Durant entered the state playoffs as a dark horse, but the team pulled out several come-from-behind victories to finish a remarkable playoff run.
“We had more post-season home runs than we did the entire regular season,” says head coach Matt Carter.
Carter explained that a mid-season tournament in Bartow was the turning point of the year.
“We made some defensive changes and went undefeated from then on,” he says. “We changed our whole infield up, and it just made a huge difference.”
It was the opening game of the district tournament that set the pace for the remainder of the postseason, when the Lady Cougars battled back from an 11-0 deficit to Alonso to come back and win 15-14.
“That was our big turnaround,” Carter says.
Durant lost four seniors, but returns a solid nucleus that has played together for a while and now has the experience of playing for and winning a state championship.
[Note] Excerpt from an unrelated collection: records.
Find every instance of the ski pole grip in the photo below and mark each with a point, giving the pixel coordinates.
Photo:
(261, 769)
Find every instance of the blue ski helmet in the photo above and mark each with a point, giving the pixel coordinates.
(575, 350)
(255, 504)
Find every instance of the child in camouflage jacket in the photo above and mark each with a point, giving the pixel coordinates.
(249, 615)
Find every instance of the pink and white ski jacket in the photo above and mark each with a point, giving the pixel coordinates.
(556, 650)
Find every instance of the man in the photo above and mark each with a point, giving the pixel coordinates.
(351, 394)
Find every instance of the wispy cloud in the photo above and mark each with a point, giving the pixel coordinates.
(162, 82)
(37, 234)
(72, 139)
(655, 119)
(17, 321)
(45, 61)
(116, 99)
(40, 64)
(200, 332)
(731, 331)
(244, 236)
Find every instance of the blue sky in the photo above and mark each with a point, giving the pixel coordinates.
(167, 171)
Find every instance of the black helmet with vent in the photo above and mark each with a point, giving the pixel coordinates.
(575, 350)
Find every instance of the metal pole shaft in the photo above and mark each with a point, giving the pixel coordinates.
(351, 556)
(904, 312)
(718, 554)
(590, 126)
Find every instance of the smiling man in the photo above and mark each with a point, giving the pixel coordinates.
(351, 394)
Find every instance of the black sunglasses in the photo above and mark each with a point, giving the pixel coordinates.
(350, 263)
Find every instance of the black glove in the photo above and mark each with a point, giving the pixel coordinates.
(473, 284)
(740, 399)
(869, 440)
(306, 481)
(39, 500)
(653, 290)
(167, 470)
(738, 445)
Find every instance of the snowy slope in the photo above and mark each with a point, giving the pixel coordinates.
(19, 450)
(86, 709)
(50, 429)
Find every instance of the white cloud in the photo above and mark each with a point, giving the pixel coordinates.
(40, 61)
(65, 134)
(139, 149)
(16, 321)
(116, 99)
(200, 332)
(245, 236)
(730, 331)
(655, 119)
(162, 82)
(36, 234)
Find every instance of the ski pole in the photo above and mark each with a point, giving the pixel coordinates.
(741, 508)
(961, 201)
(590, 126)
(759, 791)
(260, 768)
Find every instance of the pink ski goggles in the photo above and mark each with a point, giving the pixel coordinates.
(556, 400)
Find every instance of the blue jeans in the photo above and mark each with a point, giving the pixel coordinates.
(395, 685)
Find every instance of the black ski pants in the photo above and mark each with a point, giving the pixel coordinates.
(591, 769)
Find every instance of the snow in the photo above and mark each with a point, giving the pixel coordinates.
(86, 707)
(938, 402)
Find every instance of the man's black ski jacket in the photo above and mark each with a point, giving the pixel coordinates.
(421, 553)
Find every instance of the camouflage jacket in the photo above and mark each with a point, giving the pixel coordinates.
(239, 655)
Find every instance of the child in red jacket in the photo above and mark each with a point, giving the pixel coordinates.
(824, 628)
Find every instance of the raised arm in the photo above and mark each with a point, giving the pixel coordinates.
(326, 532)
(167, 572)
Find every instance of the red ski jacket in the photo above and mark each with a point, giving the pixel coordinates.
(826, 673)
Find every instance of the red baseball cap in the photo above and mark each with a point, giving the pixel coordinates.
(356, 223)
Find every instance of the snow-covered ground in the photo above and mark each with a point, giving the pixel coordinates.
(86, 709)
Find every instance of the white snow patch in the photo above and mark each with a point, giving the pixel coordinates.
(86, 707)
Davis, a pitcher and catcher, will be one of the key returning players, as Durant seeks to defend its state title.
“I really want to get another ring and get to have the ceremony again and have the school see what we accomplished,” the senior says.
In addition to Davis, Carter says that the team brings back a good amount of speed and some new talent.
“We have a lot of good speed coming back and some good bats, and we’re playing fall ball right now, so we’ve seen a lot of the new talent we’ve got with the ninth-graders we have coming in,” he says.
Team chemistry is always an important part in the equation of a championship team. Carter says that last year everything “just seemed to gel together.
“We should still have some of that,” he says. “We’ve got good leadership coming back, and I think we should be OK.”